George liked to sit on the porch, facing the westward ocean with a fleece blanket and her tablet. There were concentric rings where her cans of Coke always sat. It rained, for much of the year, but they liked it better than the Bay. It felt more like home than Berkeley ever had, because it was theirs. They'd earned it, and they'd made it for themselves.

This night, their field reports sent in through encrypted proxies for Mahir to post and Shaun's twice-daily security check completed, he joined George where she was sitting in her usual spot, Coke condensating in her hand, tablet and keyboard discarded next to her. She smiled at him when he moved them to the coffee table and sat down next to her, tucking himself in close and pulling the blanket over his legs.

"Do you think there's zombie sharks?" he asked, swinging an arm over her shoulders and pulling her close to him.

"Didn't Shannon Abbey do some experimentation on aquatic animals?" George asked, resting her head on Shaun's shoulder.

"She did," Shaun said, "and don't get me wrong, a zombie squid is something I used to dream of when I was a kid, but sharks.

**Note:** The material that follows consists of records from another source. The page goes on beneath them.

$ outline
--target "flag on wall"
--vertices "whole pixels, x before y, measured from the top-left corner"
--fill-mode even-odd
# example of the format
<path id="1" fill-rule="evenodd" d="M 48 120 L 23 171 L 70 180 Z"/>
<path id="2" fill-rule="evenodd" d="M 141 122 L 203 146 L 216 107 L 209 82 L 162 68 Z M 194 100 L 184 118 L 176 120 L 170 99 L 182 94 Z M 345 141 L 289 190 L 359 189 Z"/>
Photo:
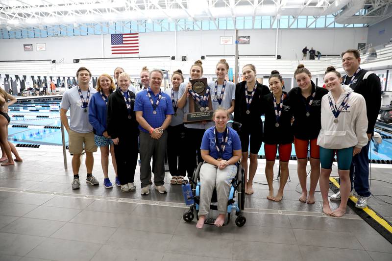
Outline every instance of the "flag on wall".
<path id="1" fill-rule="evenodd" d="M 139 33 L 110 35 L 112 38 L 112 54 L 139 53 Z"/>

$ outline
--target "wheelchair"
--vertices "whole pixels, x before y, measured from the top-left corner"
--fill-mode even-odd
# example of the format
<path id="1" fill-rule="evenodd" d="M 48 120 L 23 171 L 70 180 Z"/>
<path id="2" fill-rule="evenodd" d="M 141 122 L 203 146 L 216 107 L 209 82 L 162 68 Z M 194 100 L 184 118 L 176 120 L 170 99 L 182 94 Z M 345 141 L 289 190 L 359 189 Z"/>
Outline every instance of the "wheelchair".
<path id="1" fill-rule="evenodd" d="M 195 204 L 191 205 L 188 212 L 185 213 L 182 216 L 184 220 L 186 222 L 192 222 L 195 218 L 194 211 L 196 212 L 196 218 L 198 220 L 199 204 L 200 202 L 200 169 L 203 163 L 199 163 L 195 170 L 192 179 L 189 179 L 189 182 L 192 188 L 193 198 Z M 223 225 L 226 225 L 230 223 L 230 214 L 231 211 L 234 209 L 236 211 L 235 224 L 239 227 L 242 227 L 245 224 L 246 219 L 242 215 L 242 211 L 244 210 L 244 204 L 245 201 L 244 193 L 245 191 L 245 177 L 244 169 L 241 164 L 237 164 L 237 171 L 236 176 L 231 181 L 231 187 L 229 193 L 229 199 L 227 202 L 227 215 Z M 237 201 L 236 201 L 237 199 Z M 211 199 L 211 203 L 216 203 L 218 201 L 217 191 L 214 189 Z M 216 205 L 210 205 L 210 209 L 213 210 L 218 210 Z M 213 225 L 215 222 L 215 218 L 208 218 L 205 220 L 205 224 Z"/>

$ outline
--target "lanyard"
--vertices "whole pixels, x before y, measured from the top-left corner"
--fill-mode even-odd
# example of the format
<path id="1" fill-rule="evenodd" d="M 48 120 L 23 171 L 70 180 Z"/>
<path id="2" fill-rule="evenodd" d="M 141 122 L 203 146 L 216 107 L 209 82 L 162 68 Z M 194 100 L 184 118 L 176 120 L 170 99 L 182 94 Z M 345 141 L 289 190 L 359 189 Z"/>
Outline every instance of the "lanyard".
<path id="1" fill-rule="evenodd" d="M 192 95 L 192 98 L 200 105 L 200 106 L 204 108 L 207 106 L 208 102 L 208 95 L 210 94 L 210 90 L 211 88 L 209 86 L 207 86 L 207 90 L 205 91 L 204 95 L 202 97 L 193 91 L 193 90 L 189 91 L 189 93 Z"/>
<path id="2" fill-rule="evenodd" d="M 250 106 L 250 103 L 252 102 L 252 100 L 253 99 L 253 95 L 256 92 L 256 87 L 257 86 L 257 83 L 255 83 L 253 87 L 253 91 L 252 92 L 252 94 L 250 96 L 248 95 L 248 87 L 247 85 L 245 85 L 245 98 L 246 101 L 246 109 L 249 110 L 249 107 Z"/>
<path id="3" fill-rule="evenodd" d="M 346 96 L 343 99 L 343 101 L 342 102 L 339 108 L 335 110 L 336 109 L 336 106 L 334 105 L 334 104 L 332 103 L 332 100 L 331 99 L 331 97 L 329 96 L 329 95 L 328 95 L 328 99 L 329 100 L 329 106 L 331 107 L 331 110 L 332 111 L 332 113 L 335 117 L 335 119 L 334 120 L 334 122 L 335 123 L 338 122 L 337 119 L 338 117 L 340 114 L 342 110 L 343 110 L 343 108 L 344 107 L 344 105 L 345 105 L 346 103 L 347 103 L 348 100 L 348 95 L 350 95 L 350 94 L 347 94 Z"/>
<path id="4" fill-rule="evenodd" d="M 361 71 L 361 67 L 358 67 L 358 69 L 357 69 L 357 71 L 355 71 L 355 73 L 354 73 L 353 75 L 352 75 L 351 79 L 350 80 L 350 82 L 348 83 L 348 84 L 347 84 L 347 85 L 348 85 L 348 87 L 350 87 L 350 85 L 351 85 L 351 83 L 352 83 L 353 81 L 354 81 L 354 79 L 355 79 L 355 76 L 357 76 L 357 74 L 358 74 L 358 72 L 359 72 L 360 71 Z M 347 78 L 347 74 L 346 74 L 345 76 L 344 76 L 344 80 L 343 81 L 343 83 L 344 83 L 344 82 L 346 81 L 346 78 Z"/>
<path id="5" fill-rule="evenodd" d="M 83 104 L 82 108 L 86 109 L 87 108 L 87 106 L 89 104 L 89 100 L 90 99 L 90 87 L 89 87 L 89 89 L 87 91 L 87 95 L 86 96 L 86 100 L 84 100 L 84 98 L 83 97 L 82 91 L 80 90 L 80 87 L 79 87 L 78 85 L 77 86 L 77 92 L 79 93 L 79 95 L 80 96 L 80 99 L 82 100 L 82 104 Z M 86 110 L 85 110 L 84 111 L 85 112 Z"/>
<path id="6" fill-rule="evenodd" d="M 215 98 L 218 100 L 219 105 L 222 102 L 222 100 L 223 99 L 223 94 L 224 93 L 224 89 L 226 88 L 226 80 L 223 82 L 223 86 L 222 86 L 222 90 L 220 91 L 220 95 L 219 95 L 219 98 L 218 97 L 218 80 L 215 81 Z"/>
<path id="7" fill-rule="evenodd" d="M 279 104 L 279 107 L 276 105 L 276 98 L 275 97 L 275 95 L 272 95 L 273 96 L 273 107 L 275 109 L 275 117 L 276 118 L 276 123 L 279 123 L 279 119 L 280 118 L 280 115 L 282 114 L 282 107 L 283 107 L 283 98 L 284 97 L 285 95 L 284 94 L 282 94 L 282 97 L 280 98 L 280 103 Z M 279 127 L 279 125 L 278 125 Z"/>
<path id="8" fill-rule="evenodd" d="M 162 92 L 159 91 L 159 95 L 158 96 L 158 99 L 156 100 L 156 103 L 154 103 L 154 100 L 152 99 L 152 97 L 151 96 L 151 94 L 150 94 L 150 91 L 147 90 L 147 95 L 148 96 L 148 98 L 150 99 L 150 102 L 151 102 L 151 105 L 152 105 L 152 109 L 154 109 L 154 111 L 156 111 L 156 107 L 158 107 L 158 105 L 159 104 L 159 101 L 161 100 L 161 98 L 162 97 Z M 154 113 L 155 114 L 156 113 Z"/>
<path id="9" fill-rule="evenodd" d="M 227 144 L 227 140 L 229 138 L 229 128 L 226 127 L 226 131 L 223 132 L 223 136 L 222 137 L 222 142 L 220 142 L 218 139 L 218 131 L 217 127 L 214 128 L 214 136 L 215 136 L 215 148 L 219 153 L 219 158 L 222 159 L 222 154 L 226 148 L 226 144 Z"/>
<path id="10" fill-rule="evenodd" d="M 172 89 L 172 102 L 173 104 L 173 109 L 174 109 L 174 112 L 177 112 L 177 102 L 178 101 L 178 96 L 177 95 L 177 98 L 174 99 L 174 90 Z"/>

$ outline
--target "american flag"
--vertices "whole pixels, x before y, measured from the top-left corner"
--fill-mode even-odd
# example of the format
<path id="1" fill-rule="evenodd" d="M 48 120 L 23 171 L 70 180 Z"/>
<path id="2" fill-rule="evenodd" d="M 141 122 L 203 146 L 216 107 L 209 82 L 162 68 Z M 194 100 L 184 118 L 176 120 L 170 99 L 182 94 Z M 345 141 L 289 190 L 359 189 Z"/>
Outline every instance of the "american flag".
<path id="1" fill-rule="evenodd" d="M 112 54 L 139 53 L 139 33 L 111 35 Z"/>

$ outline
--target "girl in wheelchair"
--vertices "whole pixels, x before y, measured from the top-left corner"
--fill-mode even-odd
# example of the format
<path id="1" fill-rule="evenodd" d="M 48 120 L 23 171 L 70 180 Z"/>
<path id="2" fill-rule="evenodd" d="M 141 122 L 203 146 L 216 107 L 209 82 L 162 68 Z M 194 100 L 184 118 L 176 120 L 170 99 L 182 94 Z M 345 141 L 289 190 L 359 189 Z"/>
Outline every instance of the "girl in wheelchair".
<path id="1" fill-rule="evenodd" d="M 202 228 L 210 210 L 211 197 L 216 188 L 219 215 L 214 225 L 221 227 L 224 223 L 231 180 L 235 177 L 235 165 L 241 157 L 241 143 L 237 132 L 227 126 L 227 111 L 221 107 L 213 116 L 215 126 L 204 133 L 200 151 L 204 163 L 200 169 L 200 205 L 199 220 L 196 225 Z"/>

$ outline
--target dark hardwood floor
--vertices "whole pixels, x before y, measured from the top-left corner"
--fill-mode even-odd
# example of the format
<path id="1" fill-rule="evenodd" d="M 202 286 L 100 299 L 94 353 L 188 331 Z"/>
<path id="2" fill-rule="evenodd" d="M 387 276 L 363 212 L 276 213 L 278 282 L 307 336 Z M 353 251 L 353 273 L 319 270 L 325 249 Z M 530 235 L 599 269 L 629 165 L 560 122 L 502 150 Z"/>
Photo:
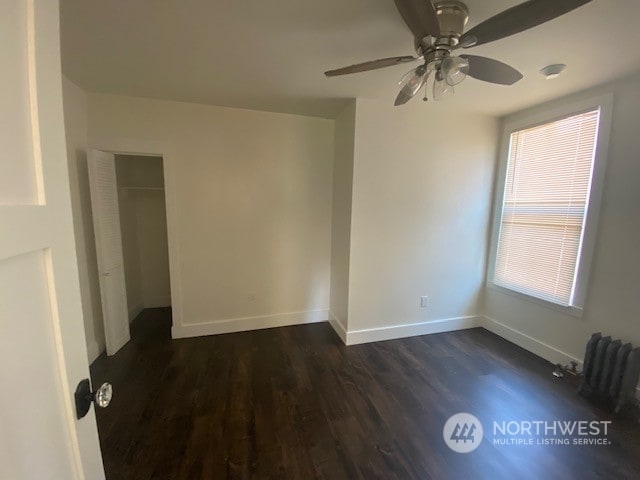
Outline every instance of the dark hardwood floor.
<path id="1" fill-rule="evenodd" d="M 544 360 L 473 329 L 345 347 L 328 324 L 170 339 L 145 310 L 132 341 L 91 367 L 109 480 L 631 479 L 640 426 L 557 380 Z M 458 412 L 485 438 L 451 451 Z M 612 420 L 608 446 L 495 446 L 494 420 Z"/>

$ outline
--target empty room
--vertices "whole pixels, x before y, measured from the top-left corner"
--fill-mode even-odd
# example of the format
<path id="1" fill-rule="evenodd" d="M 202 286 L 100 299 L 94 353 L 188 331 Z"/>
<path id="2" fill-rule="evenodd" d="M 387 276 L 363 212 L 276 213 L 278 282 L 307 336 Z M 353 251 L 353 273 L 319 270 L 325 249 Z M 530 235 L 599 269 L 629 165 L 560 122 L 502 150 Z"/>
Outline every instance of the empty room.
<path id="1" fill-rule="evenodd" d="M 0 18 L 0 479 L 640 478 L 638 2 Z"/>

That shit would be crazy. Maybe I should learn how to dive."

He heard George's smile in her voice. "Maybe you should learn how to operate submersible robots," she suggested, and actually, that was a pretty fucking cool-ass idea.

"George--" he said, and she cut him off, squeezing his knee companionably.

"I have a couple vendors for you," she said, and Shaun fist pumped with his free hand.

"Anything interesting from the rest of the world?" he asked idly, threading his fingers through her longish hair. She'd started to grow it out after they came here; there weren't that many reasons to go outside of their house, and Shaun loved the way she reacted when he played with it. He worshipped the way she reacted when he pulled at it when he was fucking her.

"Not really," she said, which was a lie and the truth all at the same time. They fell silent, looking out over the edge of the world, their quiet, beating hearts pulsing in time.